I am overwhelmed with cuteness!! I just love ragdolls.


----------



## kitkat (Sep 22, 2003)

Omg what a cutie! I want a Ragdoll too and heard good thing about their coats and personalities. Too cute :!: 

Btw, I noticed you have a Dell monitor and the same exact keyboard as mine....hehe (I used to work at Dell) 8)


----------



## Lilly (Nov 8, 2003)

:) so sweet!


----------



## ForJazz (Dec 30, 2003)

You don't understand -- I NEED a ragdoll!! I have wanted one forever -- you are so lucky!!


----------



## Vixen (Feb 3, 2004)

kitkat said:


> Omg what a cutie! I want a Ragdoll too and heard good thing about their coats and personalities. Too cute :!:
> 
> Btw, I noticed you have a Dell monitor and the same exact keyboard as mine....hehe (I used to work at Dell) 8)


Ragdolls have the softest smooth coats. Jack still has baby fur, but it doesn't seem to matt, although I brush him every day so that when he gets bigger he won't attack the brush!
He also loves to be whereever you are. If I put him down to sleep then walk off somewhere, he'll get up to see what I'm doing  He especially likes watching me prepare food. He's great with people and just seems oblivious to noises after he's heard them once - I've caught him trying to get into the washing machine while it's running by pawing the door !
He thinks he has control of what we watch on tv too...

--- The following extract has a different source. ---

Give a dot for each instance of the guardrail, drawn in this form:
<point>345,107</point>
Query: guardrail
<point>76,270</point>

The Dell monitor was a good one my boyfriend had with an old machine of his, but then he got a nice little TFT and sold this one to me. He managed to scratch it with the plug in transit though! :roll: The keyboard is actually a logitech, which I love. It's covered in white kitten hairs now though!


----------



## Bean (Mar 10, 2003)

long haired kittens are always fo funny looking. I love it when they fall asleep and their head falls forward.


----------



## Joys (Jan 12, 2004)

What a cutie!!


----------



## Mike (Jan 27, 2004)

ForJazz said:


> You don't understand -- I NEED a ragdoll!! I have wanted one forever -- you are so lucky!!

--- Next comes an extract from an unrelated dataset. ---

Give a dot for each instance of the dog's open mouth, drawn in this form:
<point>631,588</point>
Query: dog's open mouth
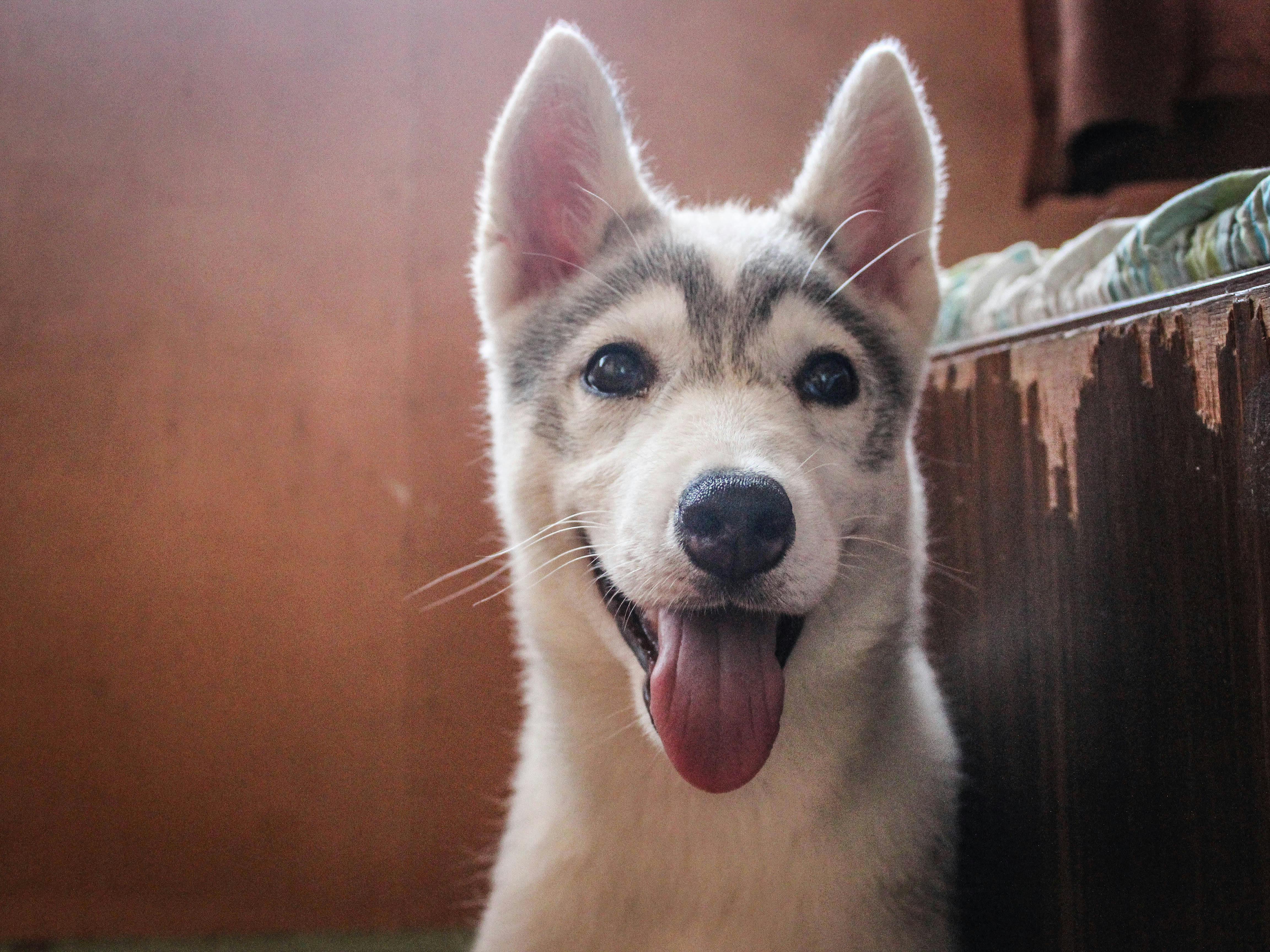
<point>715,683</point>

Well, if it is an issue of room, I could CERTAINLY take Mia off your hands. =_ (Why do I get the feeling the answer will be "no"??)

Peace,
Mike


----------



## ForJazz (Dec 30, 2003)

Mike said:


> ForJazz said:
> 
> 
> > You don't understand -- I NEED a ragdoll!! I have wanted one forever -- you are so lucky!!
> ...



no. :lol:


----------



## kristi (Sep 19, 2003)

I think Jack might be the cutest kitten I've ever seen!


----------



## Jeanie (Jun 18, 2003)

I think Mike would steal every cat he could get his hands on! Would I DO THAT?  Of course! 

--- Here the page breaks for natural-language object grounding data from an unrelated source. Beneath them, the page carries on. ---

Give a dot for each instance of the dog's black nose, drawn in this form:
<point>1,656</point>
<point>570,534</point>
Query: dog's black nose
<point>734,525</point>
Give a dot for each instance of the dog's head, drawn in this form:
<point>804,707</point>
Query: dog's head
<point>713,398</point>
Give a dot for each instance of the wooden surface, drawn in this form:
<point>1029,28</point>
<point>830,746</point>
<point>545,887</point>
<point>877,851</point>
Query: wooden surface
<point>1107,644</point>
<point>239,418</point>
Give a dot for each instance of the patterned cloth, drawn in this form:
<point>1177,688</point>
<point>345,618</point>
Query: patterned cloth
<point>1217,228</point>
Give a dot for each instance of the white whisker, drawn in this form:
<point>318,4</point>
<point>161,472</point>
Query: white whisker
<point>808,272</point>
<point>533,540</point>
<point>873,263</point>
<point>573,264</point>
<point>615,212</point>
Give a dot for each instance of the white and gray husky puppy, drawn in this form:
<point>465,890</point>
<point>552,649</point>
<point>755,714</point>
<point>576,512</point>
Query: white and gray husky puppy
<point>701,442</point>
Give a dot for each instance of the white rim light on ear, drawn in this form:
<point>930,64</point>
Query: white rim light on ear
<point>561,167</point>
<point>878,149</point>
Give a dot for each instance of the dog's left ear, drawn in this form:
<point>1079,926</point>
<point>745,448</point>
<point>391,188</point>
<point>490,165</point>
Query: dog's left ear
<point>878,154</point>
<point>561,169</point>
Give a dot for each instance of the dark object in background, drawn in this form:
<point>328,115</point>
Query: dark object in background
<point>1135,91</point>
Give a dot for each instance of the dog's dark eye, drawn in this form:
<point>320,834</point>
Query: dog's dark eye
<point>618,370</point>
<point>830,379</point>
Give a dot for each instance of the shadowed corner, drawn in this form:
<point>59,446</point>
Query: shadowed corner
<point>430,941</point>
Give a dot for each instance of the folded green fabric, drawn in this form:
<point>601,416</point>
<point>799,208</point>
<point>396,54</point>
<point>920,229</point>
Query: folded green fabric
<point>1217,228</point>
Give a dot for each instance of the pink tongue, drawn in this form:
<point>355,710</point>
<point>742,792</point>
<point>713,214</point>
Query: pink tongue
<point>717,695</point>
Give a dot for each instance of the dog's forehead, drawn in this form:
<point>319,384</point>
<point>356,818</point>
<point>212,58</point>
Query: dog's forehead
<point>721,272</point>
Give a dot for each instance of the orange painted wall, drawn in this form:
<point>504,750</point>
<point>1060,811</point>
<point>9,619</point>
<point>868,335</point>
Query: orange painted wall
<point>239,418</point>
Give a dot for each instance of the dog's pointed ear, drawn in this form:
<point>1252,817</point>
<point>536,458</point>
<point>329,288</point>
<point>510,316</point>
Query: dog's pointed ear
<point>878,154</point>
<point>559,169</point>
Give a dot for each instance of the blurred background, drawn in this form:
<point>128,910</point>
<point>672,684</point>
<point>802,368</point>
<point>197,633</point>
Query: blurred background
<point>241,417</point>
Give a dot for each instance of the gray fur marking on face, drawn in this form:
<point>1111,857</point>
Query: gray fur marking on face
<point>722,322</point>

He is lovely! Gimmee, gimmee, gimmee!


----------



## kitkat (Sep 22, 2003)

Vixen said:


> The keyboard is actually a logitech, which I love. It's covered in white kitten hairs now though!


Haha tell me about it. Sugar always shakes herself like a lil doggie and hair flies everywhere, landing in between the keys.....ah well the joys of having cats :!:


----------



## ForJazz (Dec 30, 2003)

Sidenote: Jack and Mia don't really shed. I think they are broken. :shock:


----------



## seashell (Dec 5, 2003)

*My ragdoll baby*

What a gorgeous little baby :) 
Sounds as though he's really intelligent, too.

seashell


----------



## Payge (May 12, 2004)

Awwww how adorable!!!


----------



## Vixen (Feb 3, 2004)

*Re: My ragdoll baby*



seashell said:


> What a gorgeous little baby :)
> Sounds as though he's really intelligent, too.
> 
> seashell


See, he sounds intelligent, but then he does things like jump up onto the side of the bath while I'm having a shower and then try to cuddle me despite all the water, then try to cuddle my feet before I get a chance to dry him...
He was helping me do my chemistry work earlier though - nibbling the edges of the sheet I had to hand in. He seems to think the same as I do when it comes to homework


----------



## kitkat (Sep 22, 2003)

Then you can say the Cat ate your homework!! :lol:


----------